Of the seven churches, Sardis came under the harshest condemnation. The church's compromises with its pagan environment were apparently no cause for concern among the Christians there. It seemed untroubled by outside opposition, but that was likely because it had no trouble tolerating and perhaps even approving heresy and other things quite contrary to the gospel. They were living like pagans, so their "Christianity" was quite inoffensive, which led to the charge that they were spiritually dead. There remained a minority who had not compromised their faith, but the majority had fallen into such a severe state of compromise, that only confession and repentance could return their spiritual life and vitality to them.
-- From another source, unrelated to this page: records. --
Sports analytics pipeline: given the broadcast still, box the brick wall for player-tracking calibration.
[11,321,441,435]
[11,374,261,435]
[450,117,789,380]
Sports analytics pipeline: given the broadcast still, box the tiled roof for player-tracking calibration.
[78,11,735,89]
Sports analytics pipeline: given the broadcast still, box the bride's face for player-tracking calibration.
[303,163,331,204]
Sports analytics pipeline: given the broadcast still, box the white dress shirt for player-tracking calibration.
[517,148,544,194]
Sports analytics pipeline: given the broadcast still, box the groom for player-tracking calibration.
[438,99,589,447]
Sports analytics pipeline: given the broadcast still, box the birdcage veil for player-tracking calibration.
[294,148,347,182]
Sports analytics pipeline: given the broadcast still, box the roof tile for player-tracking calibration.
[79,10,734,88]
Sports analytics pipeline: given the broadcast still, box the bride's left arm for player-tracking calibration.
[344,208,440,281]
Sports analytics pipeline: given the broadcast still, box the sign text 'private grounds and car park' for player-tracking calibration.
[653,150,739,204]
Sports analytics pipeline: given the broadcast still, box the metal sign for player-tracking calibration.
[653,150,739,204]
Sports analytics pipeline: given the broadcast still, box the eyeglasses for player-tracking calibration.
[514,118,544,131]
Only the churches at Smyrna and Philadelphia received unqualified praise from the risen Christ. The letter mentions that the Philadelphian Christians had little power suggesting that their congregation was quite small and, therefore, did not have much influence in the surrounding community. However, what was made clear was the tension between the Christians and the Jews of the city. It may be that the Jews objected to the Christians' claim to the religious heritage and identity and the inheritance of the people of God apart from the taking of the yoke of the Mosaic Law. The Christians are told to overcome and they will be made a pillar in the temple of God, an image that conveys stability and is an integral part of God's work. It also denotes God's acceptance of the Philadelphian Christians even though they are Gentiles.
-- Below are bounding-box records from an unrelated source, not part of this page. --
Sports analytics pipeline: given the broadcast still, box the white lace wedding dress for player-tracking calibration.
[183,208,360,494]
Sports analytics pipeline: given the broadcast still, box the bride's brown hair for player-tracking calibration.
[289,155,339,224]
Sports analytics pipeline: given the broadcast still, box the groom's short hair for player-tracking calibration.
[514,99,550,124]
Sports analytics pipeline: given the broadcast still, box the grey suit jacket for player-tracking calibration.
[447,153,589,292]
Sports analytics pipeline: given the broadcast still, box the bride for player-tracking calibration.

The church at Laodicea is popularly referred to as the church of the end times by those who see the seven churches as representing seven ages of church history. This is primarily because the church in the West is seen by many today as a church that has seriously compromised the gospel. The problem with this view is that Laodicea is not the only church of the seven that are condemned for compromise, and even a superficial reading of church history reveals that the church has struggled with compromise from the beginning. This view also assumes that the most significant part of the world church today is to be found in Europe and North America. The church in Africa and Latin America and Asia is not in general decline nor has it fallen in love with the spirit of the age like many churches in North America and Europe. The church on the three continents of developing nations is currently exploding in growth and acting courageously in mission.

Laodicea was known as a city of medicine. It was quite famous for an eye-salve that was exported throughout the Roman Empire. So the irony cannot be missed that those Christians who gave healing to the eyes of so many were themselves spiritually blind. The most difficult problem for the population at Laodicea was an inadequate water source. Water was brought in through stone pipes from several miles away. Moreover, mineral-laden water from hot springs six miles north of the city flowed nearby. By the time the water reached Laodicea, it had cooled and was lukewarm. The minerals from the spring combined with the tepid temperature made the water quite difficult to drink. The risen Christ insists to the Laodiceans that their lukewarm faith is as nauseating to him as the tepid and disgusting water they would only drink if forced, but was only fit to be spit out on the ground.

1 comment:

Ted M. Gossard said...

Good thoughts, and I appreciate your perspective on this, Allan. Thanks.